In this case I’m speaking about “obsessive thinking” and not “circular thinking”. This happens to all of us, probably more often than we care to admit. It happened to me recently. A project for my Toastmasters qualification involved interviewing a fellow club member on camera. The person I interviewed is the vice-president of the recently formed South African Secular Society. After receiving some information from him and reading their website I was struck by what I consider to be a lack of clarity on the main purpose of this society. On the one hand they promote the separation of state and religion. On the other hand they propose a science-based or Naturalistic Worldview. I think the first objective could be of interest to a wide diversity of people while the second objective is far more exclusive, especially as they add that this society supports atheism, agnosticism, non-theism and humanism. I thought about this contradictions of objectives until I was thinking in circles. The result was a very poorly phrased question during the interview to find out whether this society has a main objective, i.e. either secularisation of society or promoting non-belief. After completing the interview and receiving feedback from an evaluator my mind suddenly became clear on what I had perceived as divergent main objectives of this society.

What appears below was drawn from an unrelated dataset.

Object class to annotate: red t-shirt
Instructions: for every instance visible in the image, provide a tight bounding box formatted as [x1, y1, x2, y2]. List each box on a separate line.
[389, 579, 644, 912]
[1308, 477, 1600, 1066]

I thought about this contradictions of objectives until I was thinking in circles.
My point is that after speaking my problem out load and receiving feedback I became clear on what I wanted to know. Interacting with other people brings clarity of thought.
Interacting with other people brings clarity of thought.
At about the same time one of the members of a Coaching Culture Club expressed a problem in her life. She is a business owner: hard working and successful. She sells, delivers, installs and trains. She does everything and she does it all herself. She is ready to grow her business. She want to get a partner in her business. Her thinking is that she needs someone who can replicate what she does; with two people doing exactly the same she doubles her business. She has tried partnerships before and each time it failed. Unfortunately, a partner is not a clone. A partner bring a different skill-set and mind-set. Each partner has different strengths and weaknesses and a successful partnership uses these differences to the advantage of the business. Her thinking was going in circles and she could envisage only a clone of herself being of benefit to her business. Having spoken about it and received feedback in the setting of a Coaching Culture Club, she gained clarity on her needs and the potential that a partner brings.
There is great benefit in having good friends, a mentor, a coach or a group of people.
As human beings our thinking does not function particularly well when we do it alone. We think our thoughts are very profound, but we can confirm this only by sharing our thoughts with others. There is great benefit in having good friends, a mentor, a coach or a group of people you meet with regularly in a coaching setting such as Coaching Culture clubs. We should have easy and ready access to people we can speak our thoughts out to so as to clarify our thinking and avoid us thinking in circles.